The question is not whether Israel has decided on a red line vis-a-vis Hezbollah’s precision rockets. The question is where that line runs and whether Israel’s military echelons would be sufficiently courageous to declare war if it is crossed. Hezbollah, meanwhile, is investing tremendous energy and resources in its precision project, building clandestine reinforced production facilities and dispersing its related strategic assets to the extent possible in order to prevent Israel from locating and targeting them.

“What is happening in Lebanon now is similar to what happened there at the start of the previous decade,” a senior Israeli security source told Al-Monitor on condition of anonymity. “Lebanon is now nearing what former IDF chief and Prime Minister Ehud Barak dubbed at the time a 'resilience zone,' meaning a heavily fortified underground strategic weapons project, scattered over various sites, which grants it relative immunity from Israeli aerial strikes,” said the source.

This is further indication that Israeli decision-makers do not have the luxury of putting off such a historic decision for very much longer.

In August 2019, a mysterious, sophisticated drone attack on a Beirut precision missile site was attributed to Israel. The attack, which demonstrated surgical ability and precise intelligence, reportedly destroyed a vital technical component of the kits used to upgrade Hezbollah’s rockets. Since then, however, the precision technology has become easier to assemble and deploy even as the ability to forestall its use is becoming increasingly complicated.

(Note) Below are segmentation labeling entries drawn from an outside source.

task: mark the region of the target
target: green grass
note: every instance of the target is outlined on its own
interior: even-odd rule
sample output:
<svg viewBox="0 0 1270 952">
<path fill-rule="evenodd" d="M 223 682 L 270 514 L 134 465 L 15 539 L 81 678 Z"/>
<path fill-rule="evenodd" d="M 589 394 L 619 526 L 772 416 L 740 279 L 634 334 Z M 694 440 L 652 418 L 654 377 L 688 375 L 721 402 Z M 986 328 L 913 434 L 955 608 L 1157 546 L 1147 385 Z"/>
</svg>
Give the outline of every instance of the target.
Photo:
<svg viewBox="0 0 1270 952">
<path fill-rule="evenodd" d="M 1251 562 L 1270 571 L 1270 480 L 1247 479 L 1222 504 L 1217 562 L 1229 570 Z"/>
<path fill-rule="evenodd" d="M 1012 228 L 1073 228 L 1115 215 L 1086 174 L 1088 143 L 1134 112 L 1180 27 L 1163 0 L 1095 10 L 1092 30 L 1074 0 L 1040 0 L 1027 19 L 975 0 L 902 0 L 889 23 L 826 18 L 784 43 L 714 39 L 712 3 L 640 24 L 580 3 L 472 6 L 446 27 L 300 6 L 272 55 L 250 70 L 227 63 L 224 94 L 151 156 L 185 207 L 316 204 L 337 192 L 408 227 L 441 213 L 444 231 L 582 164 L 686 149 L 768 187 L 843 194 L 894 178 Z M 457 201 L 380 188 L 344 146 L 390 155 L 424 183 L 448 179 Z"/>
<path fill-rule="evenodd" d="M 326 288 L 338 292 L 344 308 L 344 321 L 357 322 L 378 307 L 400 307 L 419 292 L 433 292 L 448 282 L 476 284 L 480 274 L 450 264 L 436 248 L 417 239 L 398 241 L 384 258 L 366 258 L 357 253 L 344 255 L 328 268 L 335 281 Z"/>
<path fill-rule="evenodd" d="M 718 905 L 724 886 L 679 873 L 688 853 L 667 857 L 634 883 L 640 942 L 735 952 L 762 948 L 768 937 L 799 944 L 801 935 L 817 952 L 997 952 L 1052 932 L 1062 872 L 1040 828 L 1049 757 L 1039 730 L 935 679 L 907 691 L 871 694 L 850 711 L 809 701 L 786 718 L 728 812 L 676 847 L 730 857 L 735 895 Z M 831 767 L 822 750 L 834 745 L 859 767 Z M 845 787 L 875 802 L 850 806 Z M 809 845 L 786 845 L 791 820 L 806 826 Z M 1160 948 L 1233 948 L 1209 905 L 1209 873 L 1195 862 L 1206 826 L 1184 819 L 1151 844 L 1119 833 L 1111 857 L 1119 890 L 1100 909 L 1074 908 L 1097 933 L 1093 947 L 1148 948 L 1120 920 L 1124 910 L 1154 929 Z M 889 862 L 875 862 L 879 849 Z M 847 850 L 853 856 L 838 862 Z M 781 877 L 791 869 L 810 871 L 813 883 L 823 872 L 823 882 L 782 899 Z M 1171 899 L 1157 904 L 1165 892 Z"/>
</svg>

Reports say Hezbollah has recently been shifting the focus of its activity from Syria to Lebanon. It would seem that the joint Hezbollah-Iran effort to position proxy militias on Israel’s borders has run its course. It is still ongoing, but has been placed on a back burner. Hezbollah has for years enjoyed immunity from Israeli attacks within Lebanon. The rules Israel set itself allow for attacking Hezbollah in Syria, but not in Lebanon, where Hezbollah undertakes a military response and vows revenge for every Israeli blow.

However, the shift of Hezbollah’s center of gravity from Syria to Lebanon could turn the low intensity, guerrilla-style conflict with Israel into an all-out war, destroying what remains of the modern Lebanese state but also setting Israel back a decade or two. Israel’s multi-layered air defenses are not built to withstand barrages at a rate of 2,000 missiles a day, especially if some of them land with precision on air force bases, infrastructure sites, sensitive military targets and civilian population centers.

Israel’s assessment that the chaos in Lebanon serves as a restraining factor against Hezbollah Secretary-General Hassan Nasrallah has now been shaken. A further deterioration in Lebanon could move Nasrallah to extricate his organization from the domestic disaster by attacking Israel, a move tantamount to putting out an oil well fire with a powerful blast.